A (deceptively tricky?) Python question

[noaharc]

I am writing a Scrabble AI, and I want to handle blank tiles. Right now, I want to expand a string containing blank tiles into a list of strings composed of words created by all possible interpretations of the blanks.

So, "H_LLO" ==> ["HALLO", "HBLLO", ... "HZLLO"] (length is 26)

However, Scrabble has 2 blank tiles, so I can't just do a simple for loop and replace.

For example, "H_LL_" ==> ["HALLA", "HALLB", ... "HBLLA", ... "HZLLZ"] (length is 26x26 = 676)

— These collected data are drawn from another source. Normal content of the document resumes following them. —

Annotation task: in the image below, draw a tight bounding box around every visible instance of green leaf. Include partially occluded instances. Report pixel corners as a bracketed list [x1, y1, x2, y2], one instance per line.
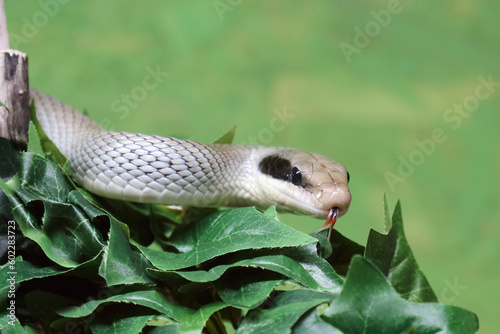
[0, 254, 102, 306]
[88, 306, 157, 334]
[215, 270, 283, 308]
[0, 258, 67, 306]
[56, 290, 179, 319]
[138, 207, 317, 271]
[212, 126, 237, 144]
[365, 200, 438, 302]
[316, 229, 365, 276]
[25, 291, 79, 323]
[99, 218, 155, 286]
[19, 152, 72, 201]
[293, 309, 342, 334]
[6, 191, 83, 267]
[91, 315, 155, 334]
[81, 193, 181, 245]
[146, 324, 180, 334]
[27, 122, 44, 156]
[0, 315, 25, 334]
[150, 241, 342, 309]
[236, 289, 335, 334]
[150, 244, 342, 290]
[57, 290, 227, 333]
[2, 153, 109, 267]
[322, 256, 479, 334]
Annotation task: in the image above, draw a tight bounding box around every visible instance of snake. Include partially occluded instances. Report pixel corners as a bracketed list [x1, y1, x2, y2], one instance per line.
[31, 90, 352, 236]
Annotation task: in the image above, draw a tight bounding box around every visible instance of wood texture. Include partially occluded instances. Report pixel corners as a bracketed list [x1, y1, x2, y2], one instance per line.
[0, 50, 30, 149]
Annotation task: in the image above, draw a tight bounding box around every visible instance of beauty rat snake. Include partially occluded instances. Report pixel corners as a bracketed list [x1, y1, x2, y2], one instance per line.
[31, 90, 351, 237]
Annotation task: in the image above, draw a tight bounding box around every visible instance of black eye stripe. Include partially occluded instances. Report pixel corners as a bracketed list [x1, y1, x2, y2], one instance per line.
[347, 172, 350, 183]
[259, 155, 302, 186]
[259, 155, 291, 181]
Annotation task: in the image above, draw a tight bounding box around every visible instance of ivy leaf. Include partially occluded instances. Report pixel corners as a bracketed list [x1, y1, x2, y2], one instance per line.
[79, 193, 181, 246]
[137, 207, 317, 271]
[0, 258, 67, 308]
[150, 242, 342, 309]
[150, 243, 342, 291]
[215, 270, 283, 309]
[212, 126, 237, 144]
[322, 256, 479, 334]
[0, 316, 26, 334]
[19, 152, 72, 201]
[27, 122, 44, 156]
[365, 200, 438, 302]
[99, 218, 154, 286]
[2, 153, 109, 267]
[88, 306, 158, 334]
[56, 290, 227, 333]
[314, 229, 365, 276]
[0, 254, 102, 305]
[5, 190, 85, 267]
[0, 254, 103, 329]
[293, 309, 342, 334]
[236, 289, 335, 334]
[25, 291, 79, 324]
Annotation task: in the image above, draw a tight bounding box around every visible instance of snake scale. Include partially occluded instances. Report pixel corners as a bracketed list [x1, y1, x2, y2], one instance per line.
[31, 90, 351, 233]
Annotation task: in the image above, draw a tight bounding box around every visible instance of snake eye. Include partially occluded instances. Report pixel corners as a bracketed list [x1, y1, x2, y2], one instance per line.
[347, 172, 350, 183]
[288, 167, 302, 186]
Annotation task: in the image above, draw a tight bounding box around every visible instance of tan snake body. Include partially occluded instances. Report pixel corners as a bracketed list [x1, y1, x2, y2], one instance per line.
[31, 90, 351, 223]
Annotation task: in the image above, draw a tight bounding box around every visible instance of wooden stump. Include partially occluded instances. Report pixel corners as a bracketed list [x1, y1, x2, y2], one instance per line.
[0, 49, 30, 150]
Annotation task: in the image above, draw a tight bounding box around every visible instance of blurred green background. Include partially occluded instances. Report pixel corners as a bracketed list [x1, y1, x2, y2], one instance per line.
[5, 1, 499, 332]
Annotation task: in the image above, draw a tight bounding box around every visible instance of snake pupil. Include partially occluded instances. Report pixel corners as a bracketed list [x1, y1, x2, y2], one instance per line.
[347, 172, 350, 183]
[288, 167, 302, 186]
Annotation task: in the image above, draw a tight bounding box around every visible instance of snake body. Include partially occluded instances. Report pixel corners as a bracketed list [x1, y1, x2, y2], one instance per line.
[31, 90, 351, 220]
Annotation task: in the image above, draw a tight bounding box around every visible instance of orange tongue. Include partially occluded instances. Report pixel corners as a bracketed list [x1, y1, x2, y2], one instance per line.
[319, 208, 338, 240]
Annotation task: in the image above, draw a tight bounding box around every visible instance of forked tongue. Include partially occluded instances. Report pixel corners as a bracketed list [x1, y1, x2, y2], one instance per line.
[318, 207, 339, 240]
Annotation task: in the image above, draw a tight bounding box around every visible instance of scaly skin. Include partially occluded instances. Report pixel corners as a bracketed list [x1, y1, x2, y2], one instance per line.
[31, 89, 351, 220]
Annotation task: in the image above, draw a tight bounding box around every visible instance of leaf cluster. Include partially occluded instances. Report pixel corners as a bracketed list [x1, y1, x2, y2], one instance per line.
[0, 130, 479, 333]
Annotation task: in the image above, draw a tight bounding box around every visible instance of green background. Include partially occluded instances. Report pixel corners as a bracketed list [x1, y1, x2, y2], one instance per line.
[5, 1, 499, 332]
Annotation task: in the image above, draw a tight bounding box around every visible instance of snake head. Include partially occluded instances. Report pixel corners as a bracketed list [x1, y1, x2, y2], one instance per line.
[255, 149, 351, 219]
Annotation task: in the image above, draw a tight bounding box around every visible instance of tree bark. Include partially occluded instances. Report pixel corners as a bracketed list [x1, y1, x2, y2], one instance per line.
[0, 0, 8, 49]
[0, 0, 30, 150]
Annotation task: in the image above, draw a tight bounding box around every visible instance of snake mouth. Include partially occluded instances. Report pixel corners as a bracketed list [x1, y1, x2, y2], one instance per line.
[317, 207, 339, 240]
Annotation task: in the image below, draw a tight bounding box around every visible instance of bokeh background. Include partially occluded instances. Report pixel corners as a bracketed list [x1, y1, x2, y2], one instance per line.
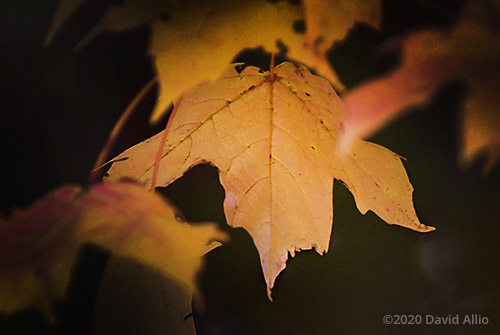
[1, 0, 499, 334]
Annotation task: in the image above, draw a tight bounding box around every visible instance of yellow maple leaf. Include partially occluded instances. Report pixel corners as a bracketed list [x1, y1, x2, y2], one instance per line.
[45, 0, 381, 122]
[106, 62, 434, 299]
[150, 0, 381, 122]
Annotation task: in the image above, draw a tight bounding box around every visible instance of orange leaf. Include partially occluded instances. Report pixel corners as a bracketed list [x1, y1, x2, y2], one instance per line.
[106, 62, 433, 299]
[342, 0, 500, 172]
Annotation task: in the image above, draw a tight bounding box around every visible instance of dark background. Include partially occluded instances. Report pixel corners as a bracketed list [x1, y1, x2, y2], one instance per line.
[1, 0, 499, 334]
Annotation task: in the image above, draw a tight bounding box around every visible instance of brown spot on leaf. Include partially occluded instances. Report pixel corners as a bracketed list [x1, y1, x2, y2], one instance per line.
[293, 20, 306, 34]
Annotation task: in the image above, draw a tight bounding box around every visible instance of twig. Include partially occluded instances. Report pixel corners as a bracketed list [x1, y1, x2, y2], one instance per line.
[89, 77, 157, 183]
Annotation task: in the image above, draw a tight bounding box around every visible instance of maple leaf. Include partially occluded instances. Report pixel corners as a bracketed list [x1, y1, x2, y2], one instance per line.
[106, 62, 434, 299]
[45, 0, 381, 122]
[342, 0, 500, 172]
[92, 243, 222, 335]
[92, 257, 197, 335]
[0, 180, 227, 320]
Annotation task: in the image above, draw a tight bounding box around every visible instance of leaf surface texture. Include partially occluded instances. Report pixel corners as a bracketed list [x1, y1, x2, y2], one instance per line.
[107, 63, 433, 297]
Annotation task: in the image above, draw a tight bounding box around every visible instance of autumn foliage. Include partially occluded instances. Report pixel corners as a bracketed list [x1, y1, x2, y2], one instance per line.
[1, 0, 499, 333]
[106, 62, 433, 299]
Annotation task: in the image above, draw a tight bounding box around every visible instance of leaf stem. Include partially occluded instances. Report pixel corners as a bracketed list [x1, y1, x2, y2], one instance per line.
[149, 95, 183, 192]
[89, 77, 157, 184]
[269, 52, 275, 81]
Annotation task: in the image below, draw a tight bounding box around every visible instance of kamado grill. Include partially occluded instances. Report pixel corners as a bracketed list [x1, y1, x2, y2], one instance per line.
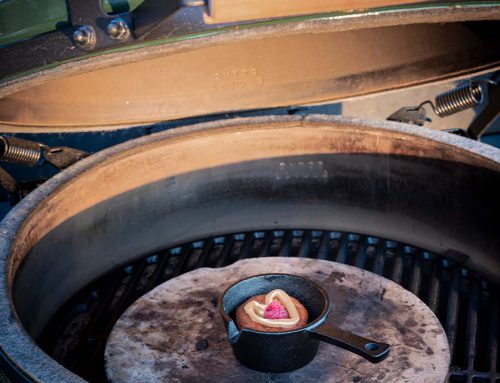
[1, 1, 500, 383]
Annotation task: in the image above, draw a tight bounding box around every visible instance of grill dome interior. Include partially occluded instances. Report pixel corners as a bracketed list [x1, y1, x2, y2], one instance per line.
[1, 115, 500, 383]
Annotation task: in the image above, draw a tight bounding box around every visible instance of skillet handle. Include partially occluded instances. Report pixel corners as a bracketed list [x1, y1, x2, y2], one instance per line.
[309, 322, 390, 363]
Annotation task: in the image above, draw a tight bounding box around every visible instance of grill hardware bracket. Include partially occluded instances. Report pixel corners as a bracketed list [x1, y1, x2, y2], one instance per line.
[387, 76, 499, 139]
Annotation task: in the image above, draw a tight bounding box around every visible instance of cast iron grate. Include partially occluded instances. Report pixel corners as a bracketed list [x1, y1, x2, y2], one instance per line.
[38, 230, 500, 383]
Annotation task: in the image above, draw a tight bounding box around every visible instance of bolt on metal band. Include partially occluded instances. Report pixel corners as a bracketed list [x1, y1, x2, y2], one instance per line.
[73, 25, 97, 50]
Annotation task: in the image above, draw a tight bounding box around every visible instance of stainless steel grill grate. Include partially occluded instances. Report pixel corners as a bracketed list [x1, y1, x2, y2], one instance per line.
[39, 230, 500, 383]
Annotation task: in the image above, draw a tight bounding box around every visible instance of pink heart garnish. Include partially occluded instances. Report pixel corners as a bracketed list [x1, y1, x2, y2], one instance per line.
[264, 300, 289, 319]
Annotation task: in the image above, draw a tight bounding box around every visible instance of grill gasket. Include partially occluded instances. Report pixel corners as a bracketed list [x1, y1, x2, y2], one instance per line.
[38, 229, 500, 383]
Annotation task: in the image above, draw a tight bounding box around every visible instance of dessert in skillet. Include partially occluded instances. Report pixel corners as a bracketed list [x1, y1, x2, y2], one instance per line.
[235, 289, 308, 332]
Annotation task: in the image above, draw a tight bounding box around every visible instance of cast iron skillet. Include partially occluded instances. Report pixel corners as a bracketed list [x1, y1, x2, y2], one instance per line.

What is the cleanest way to do this? The best I could come up with is the following, but I don't much like it:

  import re
  from itertools import product

  w = "H_LL_"
  expanded = []
  product_args = list()
  for _ in xrange(w.count("_")):
      product_args.append( map(chr, range(65, 91)) )
  for repl_str in product(*tuple(product_args)):
      wtemp = w
      for c in repl_str:
          wtemp = re.sub('_', c, wtemp)
      expanded.append(wtemp)

[aviv]

Try this for when you need to fill 2 blank tiles:

  import string
  from itertools import product
  
  w = "H_LL_"
  w_fmt = w.replace('_', '%s')
  
  product_args = [list(string.uppercase)] * 2
  
  expanded = [w_fmt % repl for repl in product(*product_args)]

[fragmede]

(requires python2.6 - http://docs.python.org/library/itertools.html#itertools.prod... )

[noaharc]

Many thanks! I'm using it now.

[what]

Do you want to just find dictionary words based on board configuration and a bench? Typically they build a Directed Acyclic Word Graph from the dictionary and then you can just traverse the graph.

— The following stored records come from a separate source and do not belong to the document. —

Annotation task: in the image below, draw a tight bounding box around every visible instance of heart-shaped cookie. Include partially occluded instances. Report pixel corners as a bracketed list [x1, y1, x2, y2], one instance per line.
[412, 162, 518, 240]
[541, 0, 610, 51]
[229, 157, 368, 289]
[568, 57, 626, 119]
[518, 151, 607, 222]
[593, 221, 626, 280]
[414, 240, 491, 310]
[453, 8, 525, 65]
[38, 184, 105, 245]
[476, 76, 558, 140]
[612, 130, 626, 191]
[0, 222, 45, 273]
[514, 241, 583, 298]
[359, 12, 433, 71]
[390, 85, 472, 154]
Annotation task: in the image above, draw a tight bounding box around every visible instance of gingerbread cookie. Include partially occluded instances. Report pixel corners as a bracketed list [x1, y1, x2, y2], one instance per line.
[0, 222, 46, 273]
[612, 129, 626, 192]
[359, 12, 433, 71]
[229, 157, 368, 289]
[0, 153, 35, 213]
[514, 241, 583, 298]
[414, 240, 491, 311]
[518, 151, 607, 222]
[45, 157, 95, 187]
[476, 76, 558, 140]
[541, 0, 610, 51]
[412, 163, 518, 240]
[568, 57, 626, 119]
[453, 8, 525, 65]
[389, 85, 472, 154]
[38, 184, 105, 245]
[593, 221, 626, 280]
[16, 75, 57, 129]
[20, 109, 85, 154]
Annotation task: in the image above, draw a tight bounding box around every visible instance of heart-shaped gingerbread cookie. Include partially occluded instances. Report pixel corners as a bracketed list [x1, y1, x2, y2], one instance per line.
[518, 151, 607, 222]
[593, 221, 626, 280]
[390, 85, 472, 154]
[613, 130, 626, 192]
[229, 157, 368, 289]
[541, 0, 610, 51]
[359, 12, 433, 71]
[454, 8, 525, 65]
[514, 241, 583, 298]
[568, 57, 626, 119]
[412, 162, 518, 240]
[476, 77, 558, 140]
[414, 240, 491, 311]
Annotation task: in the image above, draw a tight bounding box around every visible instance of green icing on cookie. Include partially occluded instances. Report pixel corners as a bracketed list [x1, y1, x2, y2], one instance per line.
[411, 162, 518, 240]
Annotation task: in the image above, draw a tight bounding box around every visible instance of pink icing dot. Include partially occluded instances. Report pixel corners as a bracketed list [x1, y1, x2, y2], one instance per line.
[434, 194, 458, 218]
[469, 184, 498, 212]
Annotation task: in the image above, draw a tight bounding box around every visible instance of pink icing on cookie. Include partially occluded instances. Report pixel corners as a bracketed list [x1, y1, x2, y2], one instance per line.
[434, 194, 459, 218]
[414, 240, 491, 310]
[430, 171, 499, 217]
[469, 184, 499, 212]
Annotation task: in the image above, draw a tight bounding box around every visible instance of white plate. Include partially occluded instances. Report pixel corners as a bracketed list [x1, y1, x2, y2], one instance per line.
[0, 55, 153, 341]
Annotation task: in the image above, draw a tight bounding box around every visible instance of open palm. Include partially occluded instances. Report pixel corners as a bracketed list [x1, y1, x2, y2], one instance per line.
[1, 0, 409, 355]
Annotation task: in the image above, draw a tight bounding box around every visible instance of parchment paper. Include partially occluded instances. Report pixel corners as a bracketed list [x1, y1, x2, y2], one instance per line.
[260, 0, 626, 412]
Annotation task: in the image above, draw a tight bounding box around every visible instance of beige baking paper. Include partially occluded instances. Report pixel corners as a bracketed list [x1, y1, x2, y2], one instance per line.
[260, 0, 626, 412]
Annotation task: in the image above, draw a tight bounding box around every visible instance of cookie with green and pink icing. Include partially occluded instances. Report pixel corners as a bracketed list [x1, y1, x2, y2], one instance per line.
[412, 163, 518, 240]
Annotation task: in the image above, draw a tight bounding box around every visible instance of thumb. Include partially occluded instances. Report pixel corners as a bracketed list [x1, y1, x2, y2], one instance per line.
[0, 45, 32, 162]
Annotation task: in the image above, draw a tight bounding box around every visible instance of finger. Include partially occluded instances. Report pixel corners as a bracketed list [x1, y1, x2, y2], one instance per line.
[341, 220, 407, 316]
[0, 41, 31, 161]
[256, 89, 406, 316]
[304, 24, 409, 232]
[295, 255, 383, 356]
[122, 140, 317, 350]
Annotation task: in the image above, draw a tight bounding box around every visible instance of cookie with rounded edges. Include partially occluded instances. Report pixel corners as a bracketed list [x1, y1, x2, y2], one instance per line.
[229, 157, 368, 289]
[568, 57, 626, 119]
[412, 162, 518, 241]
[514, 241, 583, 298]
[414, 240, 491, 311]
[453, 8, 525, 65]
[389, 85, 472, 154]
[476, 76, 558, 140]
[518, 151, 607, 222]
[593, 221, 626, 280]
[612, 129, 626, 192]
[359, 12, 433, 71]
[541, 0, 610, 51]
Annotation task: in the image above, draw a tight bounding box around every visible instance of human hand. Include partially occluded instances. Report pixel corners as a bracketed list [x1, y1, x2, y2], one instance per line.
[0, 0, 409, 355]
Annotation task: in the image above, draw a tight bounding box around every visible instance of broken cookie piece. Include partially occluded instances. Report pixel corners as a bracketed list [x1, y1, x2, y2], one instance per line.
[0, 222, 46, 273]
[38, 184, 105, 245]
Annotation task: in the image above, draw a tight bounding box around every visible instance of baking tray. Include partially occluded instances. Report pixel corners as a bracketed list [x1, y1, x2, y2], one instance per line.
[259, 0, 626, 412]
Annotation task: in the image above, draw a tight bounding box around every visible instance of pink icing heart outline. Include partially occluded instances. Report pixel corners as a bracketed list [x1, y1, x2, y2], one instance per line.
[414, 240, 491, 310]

So for your example, you start at the H node and follow all paths. Then follow the L path if it exists. Then follow the next L path. Then follow all paths from that node. Then check if the word has ended.

[drallison]

Here's another way to do this in Python.

   lets =  [chr(x) for x in range( ord('a'),ord('z')+1)]

   def blankexpand( templates ):
       expansion = []
       for t in templates:
        expansion = expansion + [t.replace('_',let,1) for let in lets]
       return expansion


   def expand( template ):
        blanktiles = template.count('_')
        if blanktiles == 0:
                print 'nothing to expand'
        elif blanktiles == 1:
                print blankexpand( [template] )
        elif blanktiles == 2:
                print blankexpand( blankexpand( [template] ) )
        else :
                print 'too many blank tiles'
        print


   expand( 'abce' )
   expand( 'a_')
   expand( 'h_ll_')
   expand( '___' )

[CyberFonic]

I would simply use hyphen '-' as well as the underscore '_'.

Another almost as trivial solution would be to have a string with two blanks and permute away !

[zephjc]

Well, do you really want ALL possibilities, or just valid ones (actual words - HZLLO is not a word)?

If you want all possibilities, I might suggest wrapping it in a function that can lazily return the possibilities one by one as needed (see the yield keyword).

If you want only valid entries, you will probably want something more sophisticated (e.g. a search tree)

[retrogradeorbit]

Yes, if you wanted to only have valid words, this could reduce the search space dramatically. I know it's not python, but if you replaced the '_'s with '.'s just the grep command will be surprisingly quick and powerful.

$ grep -i ^H.LL.$ /usr/share/dict/words

Maybe a similar method using the re module and then matching on your dictionary?

[rlpb]

All possibilities with only two characters is still <1000 combinations. At this sort of small number I'd take a guess and say that it would be quicker to use a slightly less efficient algorithm and let the Python internals do the processing on lists than to iterate at Python level.

The reason is that internal Python operations are orders of magnitude faster than a looping construct where the loop is written in Python.

So I'd have a set for the allowed word list, generate a set of permutations and then ask Python for the intersection, rather than iterating through the permutations on the fly.